Este dirigente associativo reconhece que “o crescimento de 2,8% do PIB, a maior taxa de crescimento homóloga da última década, é sem dúvida positivo, especialmente porque é conseguido através de um aumento significativo das exportações de bens e serviços, com destaque para o turismo, sector onde o Algarve, enquanto principal destino nacional, tem um papel decisivo.”

No entanto, alerta, “é preciso tornar este ciclo consistente e estrutural”. Até porque “não há motivo para euforias: em Espanha, por exemplo, a economia cresce acima de 3% há oito trimestres consecutivos”. 
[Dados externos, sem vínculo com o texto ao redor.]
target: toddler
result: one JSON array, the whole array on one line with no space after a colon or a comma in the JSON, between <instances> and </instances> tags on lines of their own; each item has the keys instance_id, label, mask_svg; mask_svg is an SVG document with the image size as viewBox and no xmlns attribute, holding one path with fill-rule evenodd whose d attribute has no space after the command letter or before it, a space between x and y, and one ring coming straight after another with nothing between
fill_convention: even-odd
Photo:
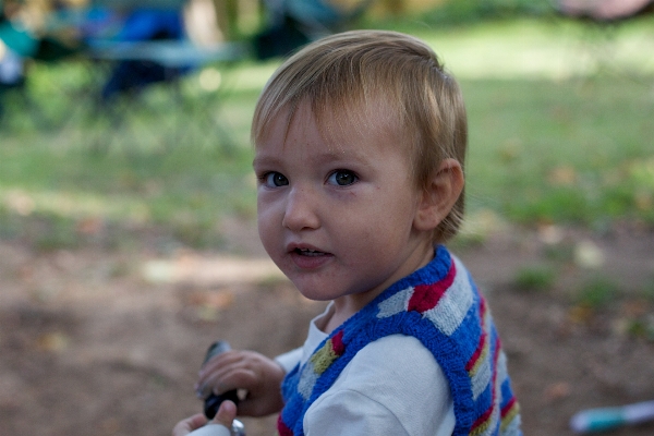
<instances>
[{"instance_id":1,"label":"toddler","mask_svg":"<svg viewBox=\"0 0 654 436\"><path fill-rule=\"evenodd\" d=\"M298 350L214 358L199 395L245 391L239 414L280 412L279 436L521 435L488 306L443 245L463 215L467 118L432 49L380 31L313 43L267 83L252 138L262 242L330 303ZM203 434L229 435L235 413L223 403Z\"/></svg>"}]
</instances>

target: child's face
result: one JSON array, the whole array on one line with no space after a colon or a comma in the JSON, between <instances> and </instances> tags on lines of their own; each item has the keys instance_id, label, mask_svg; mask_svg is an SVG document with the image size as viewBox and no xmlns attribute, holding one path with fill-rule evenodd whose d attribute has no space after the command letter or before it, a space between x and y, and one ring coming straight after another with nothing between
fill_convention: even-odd
<instances>
[{"instance_id":1,"label":"child's face","mask_svg":"<svg viewBox=\"0 0 654 436\"><path fill-rule=\"evenodd\" d=\"M286 142L282 113L254 159L266 251L306 298L353 312L433 256L413 226L421 195L405 147L368 121L327 142L301 105Z\"/></svg>"}]
</instances>

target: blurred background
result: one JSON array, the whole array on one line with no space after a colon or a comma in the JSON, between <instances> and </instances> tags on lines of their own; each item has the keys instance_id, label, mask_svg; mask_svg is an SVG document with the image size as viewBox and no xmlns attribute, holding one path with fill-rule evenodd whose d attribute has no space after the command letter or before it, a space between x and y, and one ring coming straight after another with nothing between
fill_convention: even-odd
<instances>
[{"instance_id":1,"label":"blurred background","mask_svg":"<svg viewBox=\"0 0 654 436\"><path fill-rule=\"evenodd\" d=\"M452 251L491 301L524 433L654 400L652 1L0 5L0 434L169 434L202 409L211 341L303 342L324 304L261 247L249 129L283 57L349 28L423 38L461 84Z\"/></svg>"}]
</instances>

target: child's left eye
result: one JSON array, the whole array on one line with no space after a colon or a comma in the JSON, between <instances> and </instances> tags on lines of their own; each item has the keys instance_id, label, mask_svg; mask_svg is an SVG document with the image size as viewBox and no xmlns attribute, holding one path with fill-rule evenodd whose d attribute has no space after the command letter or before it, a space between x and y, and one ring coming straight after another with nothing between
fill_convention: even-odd
<instances>
[{"instance_id":1,"label":"child's left eye","mask_svg":"<svg viewBox=\"0 0 654 436\"><path fill-rule=\"evenodd\" d=\"M329 174L327 182L337 186L347 186L356 182L359 178L352 171L337 170Z\"/></svg>"}]
</instances>

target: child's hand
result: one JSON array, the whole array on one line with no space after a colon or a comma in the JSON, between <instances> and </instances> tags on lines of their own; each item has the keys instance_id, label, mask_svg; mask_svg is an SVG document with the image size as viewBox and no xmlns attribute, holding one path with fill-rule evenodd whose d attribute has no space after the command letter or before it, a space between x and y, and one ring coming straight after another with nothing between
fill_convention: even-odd
<instances>
[{"instance_id":1,"label":"child's hand","mask_svg":"<svg viewBox=\"0 0 654 436\"><path fill-rule=\"evenodd\" d=\"M274 360L254 351L226 351L203 365L196 391L207 398L233 389L246 396L239 402L239 414L264 416L281 410L281 382L286 373Z\"/></svg>"},{"instance_id":2,"label":"child's hand","mask_svg":"<svg viewBox=\"0 0 654 436\"><path fill-rule=\"evenodd\" d=\"M214 420L211 420L209 424L222 425L225 426L225 429L221 429L220 427L215 427L215 432L207 433L207 435L215 434L216 436L219 436L221 433L226 435L231 434L230 428L235 417L237 405L231 401L222 402L222 404L220 404L220 409L218 409L218 413L216 413L216 416L214 416ZM205 417L205 415L198 413L177 423L177 425L172 429L172 436L193 436L195 434L194 431L198 428L206 428L207 431L209 431L209 428L214 428L213 426L205 427L206 424L207 419Z\"/></svg>"}]
</instances>

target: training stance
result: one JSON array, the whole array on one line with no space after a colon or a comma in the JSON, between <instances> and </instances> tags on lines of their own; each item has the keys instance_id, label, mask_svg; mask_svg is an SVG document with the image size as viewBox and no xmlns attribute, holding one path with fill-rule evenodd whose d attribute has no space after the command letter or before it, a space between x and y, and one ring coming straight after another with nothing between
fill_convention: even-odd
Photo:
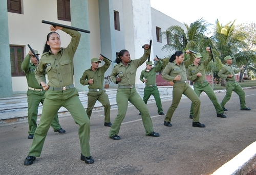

Álvaro Viegas lembra que, “apesar de se manter em terreno positivo, o investimento, em comparação com o trimestre imediatamente anterior, diminuiu – e sem mais investimento podemos estar perante mais uma falsa partida da economia portuguesa, convém, por isso, manter uma atitude de grande prudência”.

A concluir, o dirigente da ACRAL deixa um recado ao Governo no sentido de que “é preciso manter a disciplina orçamental, mas com um Estado cumpridor, irrepreensível em matéria de pagamentos ao sector privado, e sem cortes cegos no investimento público e nas transferências para sectores relevantes, como a saúde”.